Trade Policy Lobbying in the European Union: Who Captures Whom?
MPIfG Working Paper
Köln : Max Planck Institute for the Study of Societies
MPIfG Working Paper : 06/7
What role do firms play in the making of EU trade policy? This article surveys the policy domain and lays out the instruments firms can employ to influence decisions on trade. It underlines that European trade policy is characterized by a high degree of institutional complexity, which firms have to manage in order to be successful. In particular, the European Commission works intensively to solicit business input in order to gain bargaining leverage vis-à-vis third countries and the EU member states.
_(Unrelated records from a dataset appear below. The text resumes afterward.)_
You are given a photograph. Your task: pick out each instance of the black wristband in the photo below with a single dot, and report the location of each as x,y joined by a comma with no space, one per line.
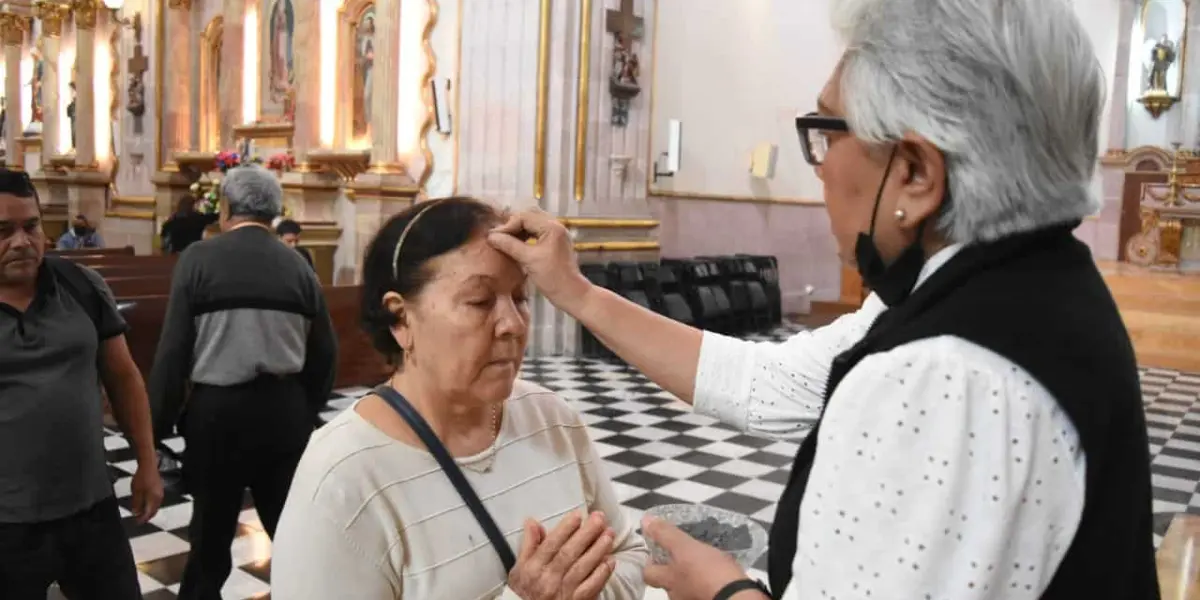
727,592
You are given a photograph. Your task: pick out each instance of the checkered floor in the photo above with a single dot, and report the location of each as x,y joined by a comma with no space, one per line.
657,451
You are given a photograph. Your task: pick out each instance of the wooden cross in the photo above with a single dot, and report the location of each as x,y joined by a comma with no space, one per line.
623,23
139,63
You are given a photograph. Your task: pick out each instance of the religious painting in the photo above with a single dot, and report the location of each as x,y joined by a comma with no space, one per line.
279,58
364,71
1158,48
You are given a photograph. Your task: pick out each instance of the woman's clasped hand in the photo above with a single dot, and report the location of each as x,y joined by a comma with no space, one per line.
573,562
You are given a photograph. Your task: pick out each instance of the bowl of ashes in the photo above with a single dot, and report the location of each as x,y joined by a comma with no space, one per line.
732,533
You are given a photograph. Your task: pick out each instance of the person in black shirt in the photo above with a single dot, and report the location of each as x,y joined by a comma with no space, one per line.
185,227
289,234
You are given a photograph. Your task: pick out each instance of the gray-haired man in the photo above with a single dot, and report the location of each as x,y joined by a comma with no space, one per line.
247,325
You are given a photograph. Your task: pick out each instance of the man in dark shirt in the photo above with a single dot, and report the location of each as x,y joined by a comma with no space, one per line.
60,336
289,234
247,325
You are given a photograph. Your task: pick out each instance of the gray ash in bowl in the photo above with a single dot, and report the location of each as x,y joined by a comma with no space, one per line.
719,535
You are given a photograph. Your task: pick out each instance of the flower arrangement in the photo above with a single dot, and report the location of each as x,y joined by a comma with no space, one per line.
211,199
281,161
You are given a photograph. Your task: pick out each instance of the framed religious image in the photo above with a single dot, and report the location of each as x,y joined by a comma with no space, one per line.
1158,48
355,76
277,70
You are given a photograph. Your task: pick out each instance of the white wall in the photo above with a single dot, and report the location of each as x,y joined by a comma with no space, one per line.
737,73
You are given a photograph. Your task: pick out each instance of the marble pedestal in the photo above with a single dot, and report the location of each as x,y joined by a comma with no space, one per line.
311,199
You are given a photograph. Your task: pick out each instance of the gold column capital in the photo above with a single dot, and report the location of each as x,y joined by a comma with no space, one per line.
85,12
52,15
12,29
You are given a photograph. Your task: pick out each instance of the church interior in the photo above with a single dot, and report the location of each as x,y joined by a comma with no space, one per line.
690,197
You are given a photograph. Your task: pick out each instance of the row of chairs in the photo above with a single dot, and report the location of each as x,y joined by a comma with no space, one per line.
730,294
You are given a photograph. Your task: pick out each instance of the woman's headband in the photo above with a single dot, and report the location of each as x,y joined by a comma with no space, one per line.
400,243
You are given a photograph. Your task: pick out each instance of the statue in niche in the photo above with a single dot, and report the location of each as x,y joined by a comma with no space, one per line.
280,72
71,114
364,72
1162,57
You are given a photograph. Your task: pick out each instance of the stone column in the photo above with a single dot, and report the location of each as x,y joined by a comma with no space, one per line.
229,87
52,17
306,49
85,99
177,111
384,95
12,30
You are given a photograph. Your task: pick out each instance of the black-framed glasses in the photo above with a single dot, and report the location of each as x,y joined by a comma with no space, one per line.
813,130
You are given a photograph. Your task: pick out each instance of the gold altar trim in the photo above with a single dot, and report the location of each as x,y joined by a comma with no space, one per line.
431,66
319,233
265,131
539,149
581,101
316,186
384,192
609,223
721,197
25,143
135,201
138,215
1129,157
615,246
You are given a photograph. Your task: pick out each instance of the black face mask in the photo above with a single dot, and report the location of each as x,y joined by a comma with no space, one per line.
892,282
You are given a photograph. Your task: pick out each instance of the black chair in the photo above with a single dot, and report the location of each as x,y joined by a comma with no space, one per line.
708,301
768,276
666,283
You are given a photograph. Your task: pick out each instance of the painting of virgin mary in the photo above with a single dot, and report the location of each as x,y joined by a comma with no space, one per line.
364,71
281,27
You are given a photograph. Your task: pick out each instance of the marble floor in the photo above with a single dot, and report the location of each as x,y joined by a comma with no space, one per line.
657,451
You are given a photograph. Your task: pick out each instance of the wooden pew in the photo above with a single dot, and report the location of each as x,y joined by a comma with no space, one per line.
358,363
103,252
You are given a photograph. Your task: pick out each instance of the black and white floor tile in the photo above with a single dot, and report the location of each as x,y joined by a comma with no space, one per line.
657,453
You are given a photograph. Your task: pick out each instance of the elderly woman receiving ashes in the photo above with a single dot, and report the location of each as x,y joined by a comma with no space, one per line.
976,429
375,513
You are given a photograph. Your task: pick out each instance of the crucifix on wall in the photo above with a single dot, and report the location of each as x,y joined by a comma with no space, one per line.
137,67
627,28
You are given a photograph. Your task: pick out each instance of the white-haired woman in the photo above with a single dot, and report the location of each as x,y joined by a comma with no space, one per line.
976,429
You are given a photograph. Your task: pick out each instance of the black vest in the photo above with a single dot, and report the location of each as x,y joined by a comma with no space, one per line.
1038,300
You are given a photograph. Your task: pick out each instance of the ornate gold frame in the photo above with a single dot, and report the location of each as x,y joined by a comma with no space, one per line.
210,95
1158,103
348,18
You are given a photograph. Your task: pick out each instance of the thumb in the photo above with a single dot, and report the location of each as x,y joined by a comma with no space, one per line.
510,245
666,535
533,535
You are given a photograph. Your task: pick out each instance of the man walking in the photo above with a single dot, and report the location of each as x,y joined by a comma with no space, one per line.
60,336
247,327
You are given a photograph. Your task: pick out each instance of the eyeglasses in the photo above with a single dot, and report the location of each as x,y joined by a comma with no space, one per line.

This reverse lobbying creates a two-channel logic of trade policy lobbying in the EU. Corporate actors have a very good chance of working closely with the European Commission if they can propose pan-European trade policy solutions. This can be either trade liberalization or EU-wide regulatory restrictions on trade. Demands for traditional protectionist measures, especially those that reveal national interest divergences, are difficult to defend at the supranational level. Protectionist lobbying therefore goes through the national route, with corporate actors working to block liberalization by affecting the consensus in the Council of Ministers. The chapter illustrates this two-channel logic by studying business–government interactions in agricultural trade, textiles and clothing, financial services, and telecommunication services.